Monday, November 2, 2009

Revival Fire, Revival Worship

“But the hour is coming, and is now here, when true worshippers will worship the Father in Spirit and in truth; and indeed the Father seeks such people to worship Him.”

John 4: 23

For the past few weeks, I haven’t been the authentic worshipper that God seeks, that God deserves. Ever since the start of school, my technical and analytical machine of a brain turned on and everything about school and my studies were organized to the smallest detail. It was good at first because I was able to balance my time for service and time for studies. But then all the scheduling and studying took its toll. Instead of feeling more relaxed because of my organized homework and studies, I felt even more stressed.

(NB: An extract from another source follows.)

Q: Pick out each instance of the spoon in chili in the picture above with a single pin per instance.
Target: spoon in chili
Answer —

I love God and I love serving Him. Every time I get up on stage, I have this butterfly feeling in my stomach that slowly fades as the music starts. I’m a very musical person, so for me, music is my way of expressing love. When I have something in my heart that I want to tell the Lord but can’t express it in words, I sing it. I sing to Him.

The last time I remember being so lost in God’s presence was at GenRev Camp ’09. The teachings these past few weeks have really struck me. I realized how technical I have been with my studies. Not only that, I’ve been so technical about my service, which is just an overflow of my love for God, my relationship with Him. I realized that this isn’t the service that God deserves. This is not the worship that He deserves.

Last Friday, when Sis Jane came here to Davao, we sang “Heal Me Lord” during the worship. I really felt the presence of the Lord that night. I felt the fire burning within me again as I asked for forgiveness and as I sang my heart out to the Lord. The song seemed to flow more naturally out of me. I sang what was in my heart knowing that God would hear me, would hear my cry. I felt the breath knocked out of me and before I knew it, I was on the floor kneeling, with tears in my eyes. I couldn’t hear the music from the instruments anymore. I couldn’t hear my fellow servants anymore. I felt a tightening in my throat so I couldn’t sing at all anymore, but my heart was screaming. Although no sound came out of my mouth, my heart was screaming out loud, “I’m sorry Lord. I’m sorry.” Then I felt two hands touch the crown of my head. I heard tito Mark praying in my ear, “Whatever mistakes you did in the past, the Lord has forgotten them. He has forgiven you.” After his prayer, I was totally undone. I felt refreshed and revived.

I learned that true worship can only be achieved when I have a personal relationship with the Lord. My service, my studies, they are all a form of worship. To worship God in Spirit and in truth means laying down all my imperfections and sins; confessing that I am nothing without Him; breaking down the wall of pride entirely and glorifying his name with no reservations.